Vous ne prendrez pas les ascenseurs des employés et visiteurs normaux ; on vous accompagne à l’autre bout, vers un ascenseur réservé au PDG. Devant l’ascenseur, encore deux employées vous accueillent, en uniforme bien sûr, et vous envoient un sourire de bienvenue, la pression monte.

Vous embarquez avec votre accompagnatrice dans l’ascenseur jusqu’au…dernier étage, tout en haut. Parfois c’est très haut, le temps de banalités avec une accompagnatrice qui fait ça toute la journée, et à qui on ne sait pas trop quoi dire. Certains sujets stratégiques sont souvent de mise : la météo, la qualité du transport pour venir (les embouteillages pour la voiture, la bonne accessibilité du parking ; si vous parlez du métro, aïe, vous perdez des points, même si, elle, prend le RER tous les matins).

Arrivé au dernier étage vous êtes dirigé vers une salle d’attente, beaucoup plus chic que le hall d’entrée, c’est sûr. Elle est immense. Revues chic, une bibliothèque remplie de livres d’art. Votre accompagnatrice vous indique que vous avez des bouteilles d’eau à votre disposition, « je vous laisse vous servir » ; vous n’avez pas le temps de répondre, elle est déjà partie.
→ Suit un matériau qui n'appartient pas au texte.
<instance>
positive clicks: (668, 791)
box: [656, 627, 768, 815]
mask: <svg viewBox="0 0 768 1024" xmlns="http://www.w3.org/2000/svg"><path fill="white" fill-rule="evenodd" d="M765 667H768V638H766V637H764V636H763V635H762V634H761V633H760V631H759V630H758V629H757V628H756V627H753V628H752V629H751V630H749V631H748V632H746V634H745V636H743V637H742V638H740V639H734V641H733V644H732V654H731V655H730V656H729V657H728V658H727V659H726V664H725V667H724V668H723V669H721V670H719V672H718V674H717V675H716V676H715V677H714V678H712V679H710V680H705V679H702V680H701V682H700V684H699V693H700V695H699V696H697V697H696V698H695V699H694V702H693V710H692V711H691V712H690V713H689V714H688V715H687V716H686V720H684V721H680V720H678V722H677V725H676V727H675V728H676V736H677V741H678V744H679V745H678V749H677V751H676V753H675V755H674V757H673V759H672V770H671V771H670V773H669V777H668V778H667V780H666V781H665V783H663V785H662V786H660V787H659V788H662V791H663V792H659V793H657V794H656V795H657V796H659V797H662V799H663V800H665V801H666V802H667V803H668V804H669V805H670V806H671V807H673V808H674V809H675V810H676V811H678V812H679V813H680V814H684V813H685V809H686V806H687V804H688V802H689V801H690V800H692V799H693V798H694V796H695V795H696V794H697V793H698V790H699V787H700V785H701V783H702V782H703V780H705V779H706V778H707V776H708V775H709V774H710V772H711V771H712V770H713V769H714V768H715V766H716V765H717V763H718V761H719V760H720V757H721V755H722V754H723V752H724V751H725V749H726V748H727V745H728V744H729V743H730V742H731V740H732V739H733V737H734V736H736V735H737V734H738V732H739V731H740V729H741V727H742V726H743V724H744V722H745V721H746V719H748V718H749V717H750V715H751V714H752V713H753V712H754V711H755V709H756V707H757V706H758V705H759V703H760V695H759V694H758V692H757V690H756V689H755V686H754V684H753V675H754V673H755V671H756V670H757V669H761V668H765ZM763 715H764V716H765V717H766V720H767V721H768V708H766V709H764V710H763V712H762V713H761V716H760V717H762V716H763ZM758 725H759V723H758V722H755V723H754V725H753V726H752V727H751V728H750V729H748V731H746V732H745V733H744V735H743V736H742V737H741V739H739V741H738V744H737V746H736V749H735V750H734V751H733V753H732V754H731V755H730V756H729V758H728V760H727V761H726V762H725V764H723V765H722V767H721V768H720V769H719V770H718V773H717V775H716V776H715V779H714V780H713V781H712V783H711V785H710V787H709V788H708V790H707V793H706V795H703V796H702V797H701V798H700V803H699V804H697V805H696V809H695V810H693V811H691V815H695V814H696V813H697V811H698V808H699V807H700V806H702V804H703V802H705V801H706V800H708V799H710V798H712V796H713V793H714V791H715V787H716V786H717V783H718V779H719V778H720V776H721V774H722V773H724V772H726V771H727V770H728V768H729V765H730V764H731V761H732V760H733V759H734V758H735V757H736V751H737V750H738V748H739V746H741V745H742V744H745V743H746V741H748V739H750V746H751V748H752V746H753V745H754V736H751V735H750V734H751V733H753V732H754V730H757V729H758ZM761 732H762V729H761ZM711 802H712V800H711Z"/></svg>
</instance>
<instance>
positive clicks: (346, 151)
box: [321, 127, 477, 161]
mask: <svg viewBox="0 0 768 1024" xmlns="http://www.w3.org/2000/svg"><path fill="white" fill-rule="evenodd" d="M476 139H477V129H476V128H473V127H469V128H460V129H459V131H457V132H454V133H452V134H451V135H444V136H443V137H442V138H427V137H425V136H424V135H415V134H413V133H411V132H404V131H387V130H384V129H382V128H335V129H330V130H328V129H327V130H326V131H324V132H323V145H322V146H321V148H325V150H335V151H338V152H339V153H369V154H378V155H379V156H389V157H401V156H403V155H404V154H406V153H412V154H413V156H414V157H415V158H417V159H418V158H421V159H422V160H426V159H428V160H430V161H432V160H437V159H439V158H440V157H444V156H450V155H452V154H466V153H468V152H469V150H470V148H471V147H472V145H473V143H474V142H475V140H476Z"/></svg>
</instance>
L’endroit est silencieux, personne qui court dans les couloirs, aucune conversation de machine à café. Monsieur PDG serait-il tout seul à cet étage ?

C’est lui-même qui vient vous chercher, non pas à 15H00, mais à 15H15 ou plus. Il vous explique que l’agenda est très chargé. Et qu’il attend après vous un visiteur important. Vous comprenez, vous auriez presque envie de vous excuser d’avoir demandé et d’être reçu à ce rendez-vous.

Vous arpentez ce long couloir où vous ne croisez personne, trottinant derrière Monsieur PDG. Arrivé près de l’entrée du « Bureau du PDG », des personnes humaines, des femmes en général, deux, trois ou quatre, voire plus ; ce sont les assistantes personnelles de Monsieur PDG. Elles vous disent bonjour parfois. Mais pas aussi longuement qu’elles regardent Monsieur PDG, et à qui elles vont rappeler que le visiteur important, un chinois, sera là bientôt. Et qu’elles le préviendront quand il sera arrivé. Vous avez déjà l’impression qu’elles vous disent au revoir alors que votre entrevue avec Monsieur PDG n’a pas encore commencé.

Vous entrez enfin dans le bureau. Une salle de bal, pas loin de 100 m2, grande table, grand bureau, coin salon, tout est magnifique. Si Monsieur PDG a été nommé récemment, vous ne manquez pas de remarquer que la décoration paraît toute neuve, car il a peut-être tout refait faire, pour ne pas ressembler à son prédécesseur. L’Alpha aime toujours marquer son territoire de sa marque. Amusant d’essayer de remarquer les objets symboliques et personnels qui y sont exposés. J’y ai déjà vu les mémoires de Churchill, ou un exemplaire de la Pléiade des « fleurs du mal » de Baudelaire. Dans le bureau de Monsieur PDG, on ne trouve pas les banals rapports de l’entreprise, mais du raffiné, comme si dans ce lieu où « tout est luxe, calme et volupté », on dirigeait avec les mémoires de Churchill et les fleurs du mal.

Monsieur PDG vous propose un café ; il appelle d’un signe de la main un employé empressé, dans un bel uniforme ou costume, qui va revenir quelques instants plus tard avec un plateau et un service à café en porcelaine.  Vous êtes bien au château.

Vous allez vous asseoir soit dans les canapés, soit autour de la grande table majestueuse, cela va dépendre, et cela sera aussi un signe indicatif de quel type de Béta vous êtes, du degré d’intimité que Monsieur PDG va vous accorder.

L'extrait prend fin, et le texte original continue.